If you thought that financial market turmoil and political uncertainty would be enough to dent Australian business confidence, think again.
Despite everything that was thrown at them over the past few weeks — be it Brexit, the potential for a downgrade to Australia’s credit rating or the closeness of the federal election — confidence surged in June.
According to the latest National Australia Bank (NAB) business survey, the subindex measuring business confidence rose to +6 in June, some three points above the levels seen in May.
The NAB points out that the survey was undertaken at the height of recent financial market volatility, making the result even more remarkable.
“This suggests that firms are looking through external uncertainties, choosing to focus on the positives they see in their own business, at least for the time being,” said Alan Oster, chief economist at the NAB. “It is encouraging to see firm’s sentiment is holding up, particularly as we head into a period of political uncertainty”.
Adding to the bullish confidence reading, and perhaps underlining why it improved, firms indicated that operating conditions improved with the separate conditions subindex rising two points to +12, well above its long-run average of +5.
“Firms continued to report very high business conditions, pointing to another strong quarter for the non-mining economy,” said Oster.
“The business conditions index rose from an already elevated level, hitting +12 index points in June, which is consistent with the post-GFC highs for the series.
“Encouragingly, the improvement was driven in large part by a lift in employment conditions, which are back above long-run average levels. Profitability also improved in June, while trading conditions were unchanged at very high levels,” he added.
The table below, supplied by the NAB, shows the internal movements seen in the June survey. In overall terms, it paints a bullish picture for the economy, both now and in the future.
“These results generally tell us we can be confident about the near-term outlook”, suggests Oster.
“Orders were flat-to-higher for most industries in the month, which fits into the narrative of a broadening non-mining recovery.
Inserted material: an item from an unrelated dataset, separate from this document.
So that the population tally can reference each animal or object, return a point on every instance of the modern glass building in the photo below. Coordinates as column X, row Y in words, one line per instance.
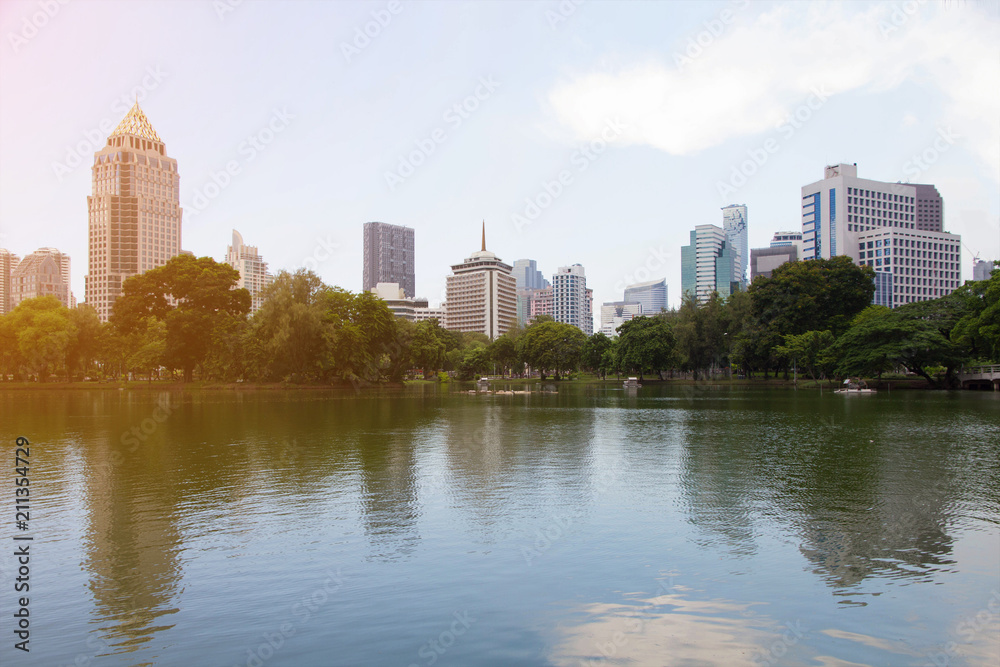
column 652, row 295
“The capital expenditure index improved again in the month, recovering the ground lost in previous months to be well above the long-run average. At +9 index points, the capex indicator looks to be more upbeat on investment than reads from the ABS Capex survey,” he added.
All things considered, it’s a remarkable outcome given heightened levels of uncertainty seen during the survey period.
Given the strength of the result, Oster believes “the RBA should be reasonably comfortable with the present state of economic activity, even in the wake of recent events that cloud the outlook.”
However, while the survey suggests there’s little need to stimulate the domestic economy at present, Oster believes, like others, that “the view on inflation is arguably more important at this juncture”.
“The survey is not suggesting any meaningful turnaround in near-term inflation pressures,” he says, noting that “retail prices trends turned negative in June”.
“These trends justify the highly accommodative setting for monetary policy, but while the August RBA meeting is likely to be ‘live’, current information suggest rates will remain on hold.”
In a recent survey conducted by Bloomberg, the NAB was the only group to not forecast a rate cut from the RBA in August.
Given the benign inflation outlook, most expect that the bank will cut official interest rates following the release of the June quarter CPI report on July 27, mirroring the move seen in May following the release of the March quarter report in late April.